Hilda obeyed in silence; and climbing into the neat wagon, took her seat and looked about her while Dame Hartley bustled off in search of the station-master. There was not very much to look at at Glenfield station. The low wooden building with its long platform stood on a bare spot of ground, from which the trees all stood back, as if to mark their disapproval of the railway and all that belonged to it. The sandy soil made little attempt to produce vegetation, but put out little humps of rock occasionally, to show what it could do. Behind, a road led off into the woods, hiding itself behind the low-hanging branches of chestnut and maple, ash and linden trees. That was all.
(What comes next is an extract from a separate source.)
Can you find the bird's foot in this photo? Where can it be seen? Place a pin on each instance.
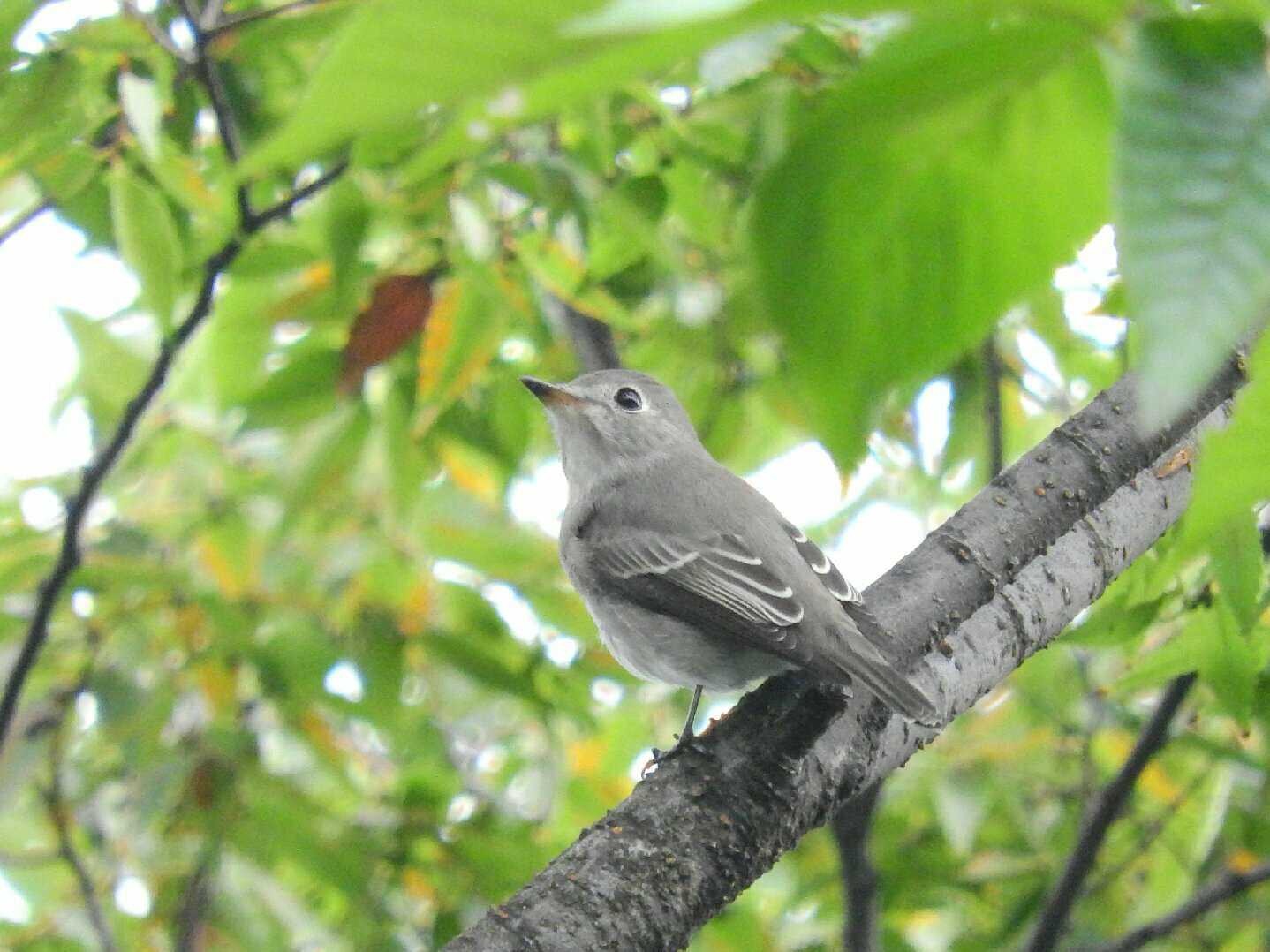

Now that the train was gone, the silence was unbroken save by the impatient movements of the old white mare as she shook the flies off and rattled the jingling harness.

Hilda was too weary to think. She had slept little the night before, and the suddenness of the recent changes confused her mind and made her feel as if she were some one else, and not herself at all. She sat patiently, counting half-unconsciously each quiver of Nancy's ears. But now Dame Hartley came bustling back with the station-master, and between the two, Hilda's trunk was hoisted into the cart. Then the good woman climbed in over the wheel, settled her ample person on the seat and gathered up the reins, while the station-master stood smoothing the mare's mane, ready for a parting word of friendly gossip.

"Jacob pooty smart!" he asked, brushing a fly from Nancy's shoulder.

"Only middling," was the reply. "He had a touch o' rheumatiz, that last spell of wet weather, and it seems to hang on, kind of. Ketches him in the joints and the small of his back if he rises up suddin."

"I know! I know!" replied the station-master, with eager interest. "Jest like my spells ketches me; on'y I have it powerful bad acrost my shoulders, too. I been kerryin' a potato in my pocket f'r over and above a week now, and I'm in hopes 't'll cure me."

"A potato in your pocket!" exclaimed Dame Hartley. "Reuel Slocum! what do you mean?"

"Sounds curus, don't it?" returned Mr. Slocum. "But it's a fact that it's a great cure for rheumatiz. A grea-at cure! Why, there's Barzillay Smith, over to Peat's Corner, has kerried a potato in his pocket for five years,—not the same potato, y' know; changes 'em when they begin to sprout,—and he hesn't hed a touch o' rheumatism all that time. Not a touch! tol' me so himself."

"Had he ever hed it before?" asked Dame Hartley.

"I d'no as he hed," said Mr. Slocum, "But his father hed; an' his granf'ther before him. So ye see—"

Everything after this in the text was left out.